Une cérémonie à l’abri des caméras 

Samedi, c’est plutôt une cérémonie autour du feu qui a eu lieu, à Kahnawake. Des discussions ont notamment eu lieu à la Maison longue de la Nation Mohawk exclusivement entre les gens de la réserve et les Wet’suwet’en. En soirée, les invités Wet’suwet’en ont eu droit à une visite de la barricade de la voie ferrée à Kahnawake, sans présence journalistique. 

La veille, les chefs héréditaires Wet’suwet’en étaient allés à la rencontre des Mohawks de Tyendinaga, en Ontario. 

Les deux communautés mohawks ont érigé des barricades qui paralysent le réseau ferroviaire dans les deux provinces en solidarité avec la cause défendue par les chefs héréditaires Wet’suwet’en, lesquels s’opposent à un projet de gazoduc traversant leur territoire, dans le nord de la Colombie-Britannique. 

Si à Kahnawake, sur la Rive-Sud de Montréal, le blocus empêche le fonctionnement de la ligne de train de banlieue exo4 Candiac sur les voies ferrées du Canadien Pacifique (CP), la situation est encore plus problématique à Tyendinaga, à l’est de Belleville, en Ontario. Outre le service de VIA Rail qui est affecté par la barricade des voies ferrées à Tyendinaga, le Canadien National (CN) a dû interrompre ses activités dans l’est du Canada, ce qui a un impact considérable sur l’économie canadienne. 

À Tyendinaga, les chefs héréditaires ont une nouvelle fois réitéré leur demande pour que la Gendarmerie royale du Canada (GRC) se retire complètement de leur territoire ancestral, de même que le promoteur du gazoduc Coastal GasLink, le temps d'éventuels pourparlers avec les gouvernements de la Colombie-Britannique et Ottawa. 

Notons que la division de la GRC dans cette province a offert jeudi de retirer ses agents d’une portion du territoire, ce qu’Ottawa présente comme une avancée significative pour dénouer l’impasse. Samedi soir, Global News a rapporté que la GRC était passée de la parole aux actes, soulignant que les effectifs du poste de police installé en territoire Wet'suwet'en avaient été relocalisés vendredi à celui de Houston, une municipalité à proximité. 

Au 17e jour de la crise des blocus ferroviaires, samedi, des trains de marchandises du CN ont recommencé à circuler à Saint-Lambert, après que le blocus de trois jours eut pris fin vendredi soir à cet endroit. 

Outre les barrages à Tyendinaga et à Kahnawake, la voie ferroviaire est aussi bloquée à Listuguj, en Gaspésie. 

Une longue saga 

Les chefs héréditaires Wet’suwet’en s’opposent au projet de gazoduc Coastal GasLink, approuvé par le gouvernement de la Colombie-Britannique et qui a obtenu un important soutien financier du fédéral. L’oléoduc de 675 km doit transporter du gaz naturel de Dawson Creek, dans le nord-est de la Colombie-Britannique, à Kitimat, sur la côte ouest. 

La trajectoire passe sur le territoire ancestral des Wet’suwet’en. Certains leaders de cette communauté militent depuis des mois pour freiner ce projet énergétique. 

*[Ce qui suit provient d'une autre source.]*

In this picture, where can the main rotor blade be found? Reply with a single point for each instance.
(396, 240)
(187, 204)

Le promoteur a conclu des ententes avec des élus de la communauté pour réaliser son projet, mais les chefs héréditaires et leurs sympathisants s’y opposent. Selon eux, les élus de la communauté n’ont pas le mandat de régler les questions liées aux terres ancestrales. 

Une injonction datant de décembre 2018 somme les militants autochtones de cesser de bloquer la construction du gazoduc. 

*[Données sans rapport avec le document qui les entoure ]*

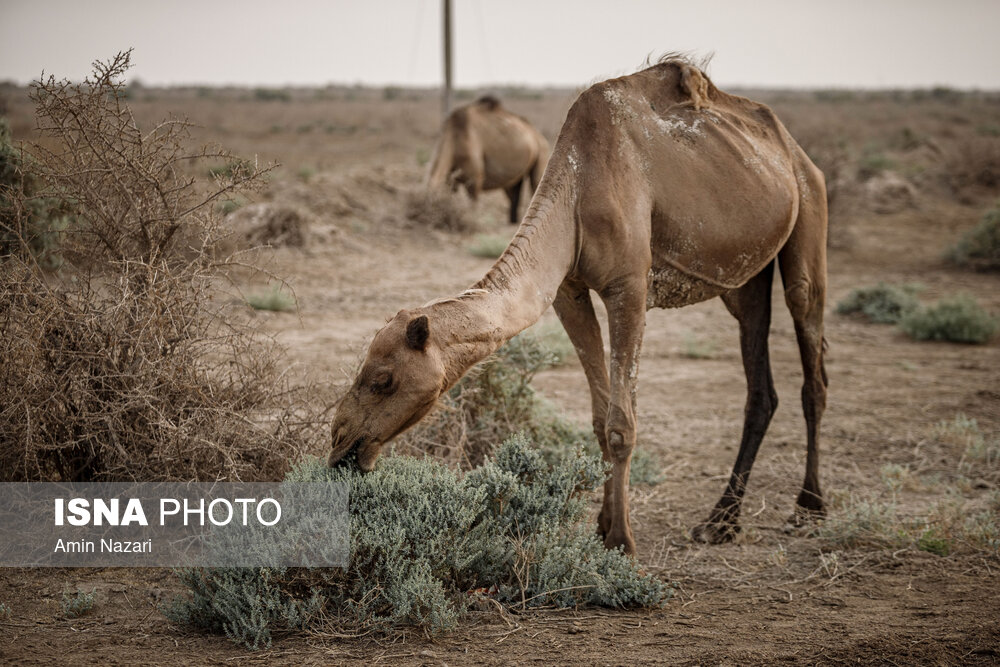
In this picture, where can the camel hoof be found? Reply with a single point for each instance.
(715, 532)
(613, 541)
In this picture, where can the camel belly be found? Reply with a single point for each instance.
(670, 287)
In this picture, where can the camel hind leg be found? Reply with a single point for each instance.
(514, 195)
(751, 306)
(575, 309)
(803, 271)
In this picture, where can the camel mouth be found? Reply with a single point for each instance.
(343, 455)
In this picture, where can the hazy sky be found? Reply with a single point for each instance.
(777, 43)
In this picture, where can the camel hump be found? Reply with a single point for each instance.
(489, 102)
(695, 84)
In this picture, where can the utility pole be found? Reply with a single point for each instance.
(446, 97)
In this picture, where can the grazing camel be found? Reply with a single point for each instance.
(484, 147)
(662, 191)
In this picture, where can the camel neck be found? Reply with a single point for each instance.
(519, 287)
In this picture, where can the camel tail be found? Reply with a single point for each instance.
(695, 84)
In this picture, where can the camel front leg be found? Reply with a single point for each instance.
(575, 309)
(626, 304)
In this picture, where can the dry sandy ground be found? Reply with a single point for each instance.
(768, 598)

Depuis plus de deux semaines, plusieurs barricades érigées un peu partout au pays en solidarité avec les opposants au gazoduc Coastal GasLink paralysent le réseau ferroviaire canadien et empêchent le transport de ressources essentielles comme le propane dans l’est du pays. 

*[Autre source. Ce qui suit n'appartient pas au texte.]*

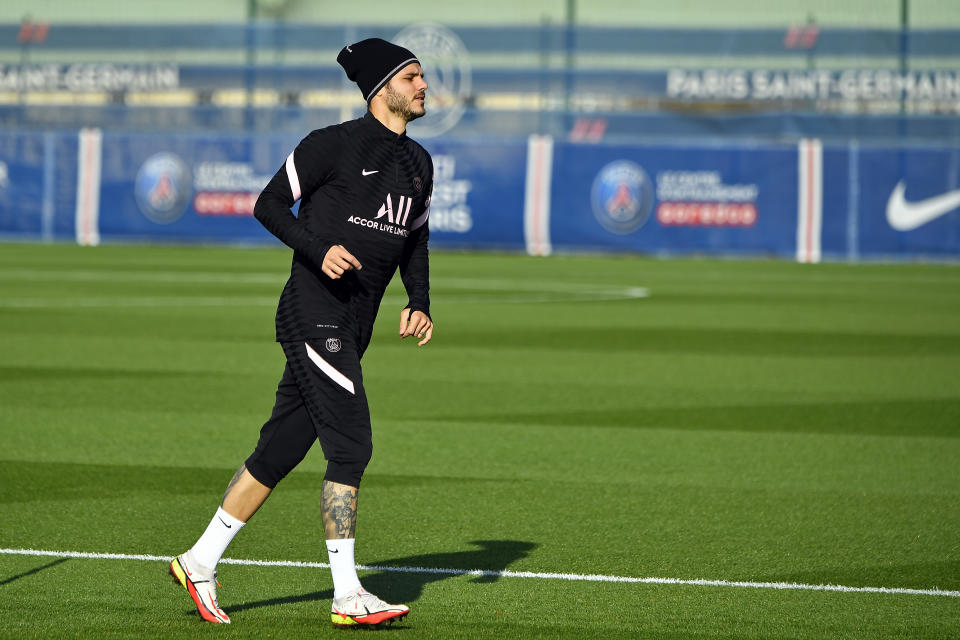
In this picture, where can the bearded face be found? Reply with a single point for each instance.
(405, 94)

Les manifestants dénoncent aussi l'intervention de la Gendarmerie royale du Canada sur le territoire de Wet'suwet'en. 

D’autres personnes ont manifesté leur solidarité avec la Première Nation Wet’suwet’en. Ce fut notamment le cas dans la communauté de Mashteuiatsh et à L'Anse-Saint-Jean, au Saguenay-Lac-Saint-Jean, à Salaberry-de-Valleyfield, en Montérégie, ainsi qu’à Toronto, en Ontario.